Direktur Direktorat Reskrimum Polda Kalbar Komisaris Besar Rudi Hartono menjelaskan, awalnya polisi mendapatkan laporan dari masyarakat tentang adanya bayi yang dijual, pekan lalu. Polisi lalu menangkap A, perantara penjualan bayi, dan menetapkannya sebagai tersangka.
Polisi mendapatkan informasi, bayi yang dijual adalah anak kandung F, warga Pontianak. Namun, saat itu bayi sudah dibawa ke Jakarta Timur dan polisi belum mendapatkan petunjuk keberadaan F.
Polisi lalu menelusuri keberadaan N di Jakarta. Namun, N rupanya mendapatkan informasi dari pihak lain bahwa dirinya diincar polisi karena membeli bayi.

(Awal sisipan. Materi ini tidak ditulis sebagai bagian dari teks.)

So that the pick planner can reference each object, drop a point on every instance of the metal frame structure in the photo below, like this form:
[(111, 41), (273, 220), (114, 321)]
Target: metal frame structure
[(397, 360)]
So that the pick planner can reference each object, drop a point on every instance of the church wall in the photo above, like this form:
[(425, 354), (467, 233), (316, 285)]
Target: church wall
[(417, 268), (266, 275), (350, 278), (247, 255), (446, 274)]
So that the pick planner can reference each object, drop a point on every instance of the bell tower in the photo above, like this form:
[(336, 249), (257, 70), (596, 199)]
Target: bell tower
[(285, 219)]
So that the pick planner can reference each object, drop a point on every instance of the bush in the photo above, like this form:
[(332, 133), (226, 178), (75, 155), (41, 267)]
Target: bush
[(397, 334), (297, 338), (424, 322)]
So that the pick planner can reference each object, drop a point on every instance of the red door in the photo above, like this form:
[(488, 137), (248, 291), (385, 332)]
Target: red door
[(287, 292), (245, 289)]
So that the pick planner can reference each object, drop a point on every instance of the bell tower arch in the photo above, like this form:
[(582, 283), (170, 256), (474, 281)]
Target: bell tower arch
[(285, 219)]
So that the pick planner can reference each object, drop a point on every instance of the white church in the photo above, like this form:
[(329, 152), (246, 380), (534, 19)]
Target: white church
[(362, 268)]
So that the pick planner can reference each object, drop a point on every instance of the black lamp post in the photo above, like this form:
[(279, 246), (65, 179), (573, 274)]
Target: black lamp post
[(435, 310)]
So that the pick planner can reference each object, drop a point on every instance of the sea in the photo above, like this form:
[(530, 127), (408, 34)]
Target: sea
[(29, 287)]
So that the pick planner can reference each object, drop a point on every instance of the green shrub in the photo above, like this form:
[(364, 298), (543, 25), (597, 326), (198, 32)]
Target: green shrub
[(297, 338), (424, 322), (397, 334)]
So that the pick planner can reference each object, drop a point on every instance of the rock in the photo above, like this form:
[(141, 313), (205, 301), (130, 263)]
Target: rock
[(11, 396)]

N lalu kembali ke Pontianak dan berniat mengembalikan bayi itu kepada orangtuanya. N kemudian mengajak bertemu F di sebuah hotel di Kota Pontianak.
”Selasa malam, kami menangkap orangtua bayi itu. Sementara ini, pembeli masih kami mintai keterangan sebagai saksi. Dia mengaku mengadopsi bayi itu karena tidak punya keturunan. Namun, kami perlu mendalami keterangan itu,” tutur Rudi.
Pengakuan N mengenai adopsi masih akan dicek silang oleh polisi dengan peraturan dan tenaga ahli yang memahami prosedur adopsi. ”Kalau adopsi, lalu ada penyerahan uang Rp 19 juta seperti itu, tampaknya sulit diterima nalar,” ujar Rudi.
Kedua tersangka penjualan bayi itu diduga melanggar Undang-Undang Nomor 23 Tahun 2002 tentang Perlindungan Anak. Mereka terancam hukuman 15 tahun penjara.
F yang bekerja sebagai tukang pijat panggilan mengakui bayi itu sebagai anak ketiganya. Suaminya, H, buruh serabutan, mengetahui perbuatan F. ”Saya tidak menjual bayi saya. Dia diadopsi. Saya menyerahkan bayi saya karena yang akan mengadopsi memang tidak punya anak dan ingin punya anak. Uang yang saya terima adalah penggantian biaya persalinan, bukan untuk jual-beli,” ujarnya.